Biofuel or SAF (Sustainable Aviation Fuel) is used to power planes, just like fossil based jet fuel. Most biofuel is made from 100% renewable waste and residue raw materials such as used cooking oil, but there are also developments in the use of microorganisms like yeast and algae. The most important point is that biofuel can be used without huge changes to existing infrastructure - it can simply replace the fuel that's used in planes today.

So why should you invest in biofuel for your next trip? Because it reduces emissions by up to 80% (when you look at the entire lifecycle of the fuel production process) compared to conventional jet fuel. Read more about how Goodwings helps pay for your biofuel here.


Business class is a no-go
For long haul trips, we get that business class is appealing, but premium seats come at a cost - not just for you, but for the planet.

Hear us out - because business class seats take up more space than economy class, it naturally means fewer available seats per plane, and therefore less room for passengers. The more passengers, the lower the emissions per passenger.

This is not to say that you have to choose the back row seat near the toilets to have an impact. The sole act of avoiding business class will not change the emissions of the flight you're on. That said, choosing ordinary or economy seating over luxury seating really makes a difference. Right now, the high profitability and demand for luxury seats encourage airlines to offer even more luxury seating.
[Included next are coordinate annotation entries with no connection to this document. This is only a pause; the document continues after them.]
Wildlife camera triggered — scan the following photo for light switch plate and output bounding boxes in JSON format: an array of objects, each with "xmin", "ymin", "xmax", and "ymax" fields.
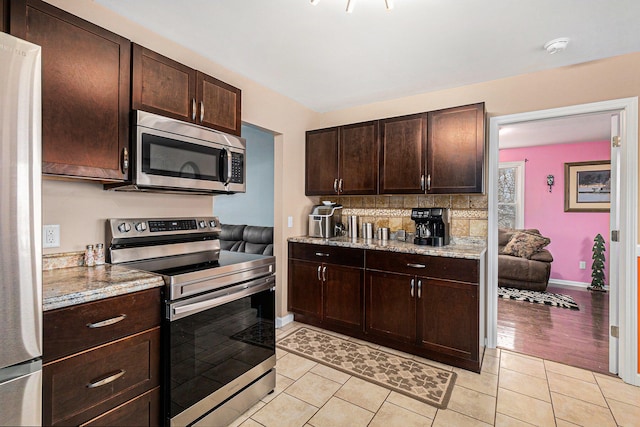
[{"xmin": 42, "ymin": 224, "xmax": 60, "ymax": 248}]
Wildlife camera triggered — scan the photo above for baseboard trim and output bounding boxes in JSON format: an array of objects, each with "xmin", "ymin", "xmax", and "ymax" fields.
[
  {"xmin": 549, "ymin": 279, "xmax": 609, "ymax": 290},
  {"xmin": 276, "ymin": 313, "xmax": 293, "ymax": 328}
]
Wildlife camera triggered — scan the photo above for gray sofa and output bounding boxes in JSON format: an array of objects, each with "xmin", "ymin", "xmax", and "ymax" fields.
[
  {"xmin": 220, "ymin": 224, "xmax": 273, "ymax": 255},
  {"xmin": 498, "ymin": 228, "xmax": 553, "ymax": 291}
]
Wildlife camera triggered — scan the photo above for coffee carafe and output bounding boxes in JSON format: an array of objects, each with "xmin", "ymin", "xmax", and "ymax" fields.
[{"xmin": 411, "ymin": 208, "xmax": 449, "ymax": 246}]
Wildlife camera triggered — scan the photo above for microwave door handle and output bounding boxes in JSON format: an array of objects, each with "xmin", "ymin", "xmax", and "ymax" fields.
[{"xmin": 222, "ymin": 149, "xmax": 231, "ymax": 186}]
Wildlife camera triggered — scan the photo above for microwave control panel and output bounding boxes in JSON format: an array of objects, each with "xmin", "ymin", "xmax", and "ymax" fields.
[{"xmin": 230, "ymin": 153, "xmax": 244, "ymax": 184}]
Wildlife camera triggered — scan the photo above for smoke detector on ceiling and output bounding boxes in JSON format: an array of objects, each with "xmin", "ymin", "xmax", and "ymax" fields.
[{"xmin": 544, "ymin": 37, "xmax": 569, "ymax": 55}]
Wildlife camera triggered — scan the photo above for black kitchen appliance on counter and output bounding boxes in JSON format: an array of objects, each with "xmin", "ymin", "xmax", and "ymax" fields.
[
  {"xmin": 411, "ymin": 208, "xmax": 449, "ymax": 246},
  {"xmin": 107, "ymin": 217, "xmax": 276, "ymax": 427}
]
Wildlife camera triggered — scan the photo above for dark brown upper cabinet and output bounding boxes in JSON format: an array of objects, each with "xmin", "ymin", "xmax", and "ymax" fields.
[
  {"xmin": 427, "ymin": 103, "xmax": 485, "ymax": 194},
  {"xmin": 131, "ymin": 44, "xmax": 242, "ymax": 136},
  {"xmin": 380, "ymin": 113, "xmax": 427, "ymax": 194},
  {"xmin": 305, "ymin": 121, "xmax": 378, "ymax": 196},
  {"xmin": 10, "ymin": 0, "xmax": 131, "ymax": 182}
]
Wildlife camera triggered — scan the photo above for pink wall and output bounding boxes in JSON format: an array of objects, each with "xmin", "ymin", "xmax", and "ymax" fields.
[{"xmin": 500, "ymin": 141, "xmax": 611, "ymax": 284}]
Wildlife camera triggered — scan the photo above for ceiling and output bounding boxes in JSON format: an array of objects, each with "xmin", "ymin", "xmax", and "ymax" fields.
[
  {"xmin": 94, "ymin": 0, "xmax": 640, "ymax": 112},
  {"xmin": 498, "ymin": 113, "xmax": 611, "ymax": 149}
]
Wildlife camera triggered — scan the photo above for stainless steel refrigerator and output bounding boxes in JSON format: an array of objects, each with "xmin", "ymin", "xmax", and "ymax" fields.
[{"xmin": 0, "ymin": 33, "xmax": 42, "ymax": 426}]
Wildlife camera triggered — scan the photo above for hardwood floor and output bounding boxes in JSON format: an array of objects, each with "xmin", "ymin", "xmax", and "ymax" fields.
[{"xmin": 498, "ymin": 286, "xmax": 609, "ymax": 374}]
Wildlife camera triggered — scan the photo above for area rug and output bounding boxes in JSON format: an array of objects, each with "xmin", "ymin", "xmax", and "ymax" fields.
[
  {"xmin": 498, "ymin": 287, "xmax": 580, "ymax": 310},
  {"xmin": 276, "ymin": 327, "xmax": 456, "ymax": 409}
]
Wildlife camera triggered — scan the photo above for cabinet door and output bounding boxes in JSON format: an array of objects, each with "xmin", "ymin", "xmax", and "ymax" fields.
[
  {"xmin": 196, "ymin": 71, "xmax": 242, "ymax": 136},
  {"xmin": 131, "ymin": 44, "xmax": 197, "ymax": 122},
  {"xmin": 365, "ymin": 271, "xmax": 416, "ymax": 344},
  {"xmin": 10, "ymin": 0, "xmax": 131, "ymax": 182},
  {"xmin": 339, "ymin": 121, "xmax": 379, "ymax": 194},
  {"xmin": 380, "ymin": 114, "xmax": 427, "ymax": 194},
  {"xmin": 427, "ymin": 103, "xmax": 484, "ymax": 194},
  {"xmin": 417, "ymin": 277, "xmax": 479, "ymax": 361},
  {"xmin": 287, "ymin": 260, "xmax": 322, "ymax": 320},
  {"xmin": 305, "ymin": 128, "xmax": 339, "ymax": 196},
  {"xmin": 322, "ymin": 264, "xmax": 364, "ymax": 331},
  {"xmin": 42, "ymin": 327, "xmax": 160, "ymax": 425}
]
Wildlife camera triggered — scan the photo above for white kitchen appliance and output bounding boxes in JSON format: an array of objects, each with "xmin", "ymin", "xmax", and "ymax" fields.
[{"xmin": 0, "ymin": 33, "xmax": 42, "ymax": 426}]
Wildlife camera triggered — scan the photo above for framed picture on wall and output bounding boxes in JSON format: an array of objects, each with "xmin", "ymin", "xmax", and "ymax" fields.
[{"xmin": 564, "ymin": 160, "xmax": 611, "ymax": 212}]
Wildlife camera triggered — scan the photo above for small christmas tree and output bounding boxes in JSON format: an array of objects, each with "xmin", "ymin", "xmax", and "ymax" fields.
[{"xmin": 587, "ymin": 233, "xmax": 606, "ymax": 292}]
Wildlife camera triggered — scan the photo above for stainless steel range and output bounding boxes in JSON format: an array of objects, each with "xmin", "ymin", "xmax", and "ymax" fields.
[{"xmin": 107, "ymin": 217, "xmax": 276, "ymax": 426}]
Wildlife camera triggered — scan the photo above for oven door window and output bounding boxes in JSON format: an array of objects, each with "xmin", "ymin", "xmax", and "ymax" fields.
[
  {"xmin": 142, "ymin": 133, "xmax": 222, "ymax": 181},
  {"xmin": 167, "ymin": 290, "xmax": 275, "ymax": 418}
]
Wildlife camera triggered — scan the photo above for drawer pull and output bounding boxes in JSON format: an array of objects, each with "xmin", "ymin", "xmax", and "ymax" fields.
[
  {"xmin": 407, "ymin": 263, "xmax": 427, "ymax": 268},
  {"xmin": 87, "ymin": 314, "xmax": 127, "ymax": 329},
  {"xmin": 87, "ymin": 369, "xmax": 127, "ymax": 388}
]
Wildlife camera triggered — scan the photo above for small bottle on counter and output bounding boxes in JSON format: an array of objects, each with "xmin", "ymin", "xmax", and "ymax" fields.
[
  {"xmin": 95, "ymin": 243, "xmax": 104, "ymax": 265},
  {"xmin": 84, "ymin": 245, "xmax": 96, "ymax": 267}
]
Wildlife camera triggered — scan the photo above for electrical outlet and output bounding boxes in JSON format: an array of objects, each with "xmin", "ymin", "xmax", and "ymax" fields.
[{"xmin": 42, "ymin": 224, "xmax": 60, "ymax": 248}]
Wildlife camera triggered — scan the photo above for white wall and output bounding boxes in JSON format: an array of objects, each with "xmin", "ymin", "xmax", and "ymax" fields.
[{"xmin": 213, "ymin": 125, "xmax": 274, "ymax": 227}]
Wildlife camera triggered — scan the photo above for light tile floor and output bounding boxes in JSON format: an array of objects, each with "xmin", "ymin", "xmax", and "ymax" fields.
[{"xmin": 232, "ymin": 322, "xmax": 640, "ymax": 427}]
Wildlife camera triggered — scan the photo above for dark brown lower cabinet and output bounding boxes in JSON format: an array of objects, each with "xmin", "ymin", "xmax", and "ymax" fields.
[
  {"xmin": 288, "ymin": 243, "xmax": 364, "ymax": 333},
  {"xmin": 42, "ymin": 288, "xmax": 161, "ymax": 426},
  {"xmin": 418, "ymin": 279, "xmax": 480, "ymax": 362},
  {"xmin": 288, "ymin": 260, "xmax": 322, "ymax": 321},
  {"xmin": 365, "ymin": 271, "xmax": 416, "ymax": 344},
  {"xmin": 81, "ymin": 387, "xmax": 160, "ymax": 427},
  {"xmin": 323, "ymin": 264, "xmax": 364, "ymax": 330},
  {"xmin": 288, "ymin": 243, "xmax": 484, "ymax": 372}
]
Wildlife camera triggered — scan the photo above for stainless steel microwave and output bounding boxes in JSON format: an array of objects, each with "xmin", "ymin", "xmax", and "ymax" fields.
[{"xmin": 105, "ymin": 111, "xmax": 246, "ymax": 194}]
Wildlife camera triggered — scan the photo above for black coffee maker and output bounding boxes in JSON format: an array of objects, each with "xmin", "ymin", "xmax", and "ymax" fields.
[{"xmin": 411, "ymin": 208, "xmax": 449, "ymax": 246}]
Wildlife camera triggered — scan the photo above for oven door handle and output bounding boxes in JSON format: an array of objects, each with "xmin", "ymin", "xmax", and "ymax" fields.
[{"xmin": 169, "ymin": 276, "xmax": 275, "ymax": 321}]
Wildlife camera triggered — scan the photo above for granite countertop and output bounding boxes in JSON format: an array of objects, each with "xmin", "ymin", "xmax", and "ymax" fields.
[
  {"xmin": 288, "ymin": 236, "xmax": 486, "ymax": 259},
  {"xmin": 42, "ymin": 264, "xmax": 164, "ymax": 311}
]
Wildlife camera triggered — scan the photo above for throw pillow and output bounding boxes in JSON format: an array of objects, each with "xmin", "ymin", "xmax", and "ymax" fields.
[{"xmin": 502, "ymin": 231, "xmax": 551, "ymax": 259}]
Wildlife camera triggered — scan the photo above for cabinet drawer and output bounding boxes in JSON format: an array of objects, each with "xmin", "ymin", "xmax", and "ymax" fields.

Encouraging airlines to create more economy seating opens up opportunities for more efficient flights, fewer flights needed for the same route, and an overall drop in emissions. 

Stay for longer
By packing more meetings into fewer trips per year, you can save on emissions and travel costs. Added to that, extending your work trip to include a holiday kills two birds with one stone. Bleisure travel is on the rise with 37% of North American business travelers extending their work trip for leisure last year, according to recent research by GBTA.